In layman’s terms, the hierarchy is how it’s built, from the molecule up, and differences in that can change emergent properties dramatically. What’s particular about this material is that it comprises nanofibrils, Schiros explained, interlinked into a dense mesh. That nanofiber film grows at the liquid media-air interface until it covers the surface, and then another one grows, and so forth. This is where flame retardance comes into play: the densely packed mesh layers limit the oxygen’s (no pun intended) breathing room to ignite the fuel (aka, the cellulose) properly.

“The 2-D meshes are organized in this multilayer structure which mimics that of a multilayer flame-retardant structure,” Schiros said. “So even the untreated nanocellulose has a degree of flame retardance because of the way this bio-material self assembles from this bacteria. It’s pretty cool.”

Then there’s the paleo-inspired tanning treatment element, which adds phosphate groups that redirect the chemical pathway of combustion. So when you add a flame, the bio-leather doesn’t ignite.
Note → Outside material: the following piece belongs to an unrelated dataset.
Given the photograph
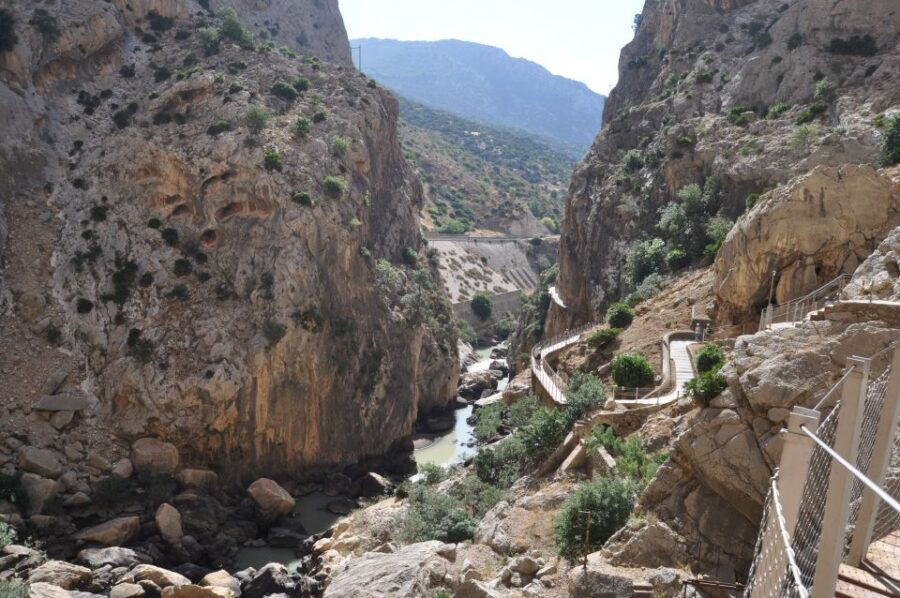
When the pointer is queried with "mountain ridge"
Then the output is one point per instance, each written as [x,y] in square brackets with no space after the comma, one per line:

“I think what the big lesson learned was that combining microbial bio-fabrication, bio-based green processing and waste-to-resource strategies for both dyeing and for sourcing raw materials produces a regenerative, high-performance textile with a dramatically reduced environmental impact,” Schiros said. “This is an order of magnitude lower environmental footprint; it’s got a 97 percent lower carbon footprint [than] vegan synthetic leather.”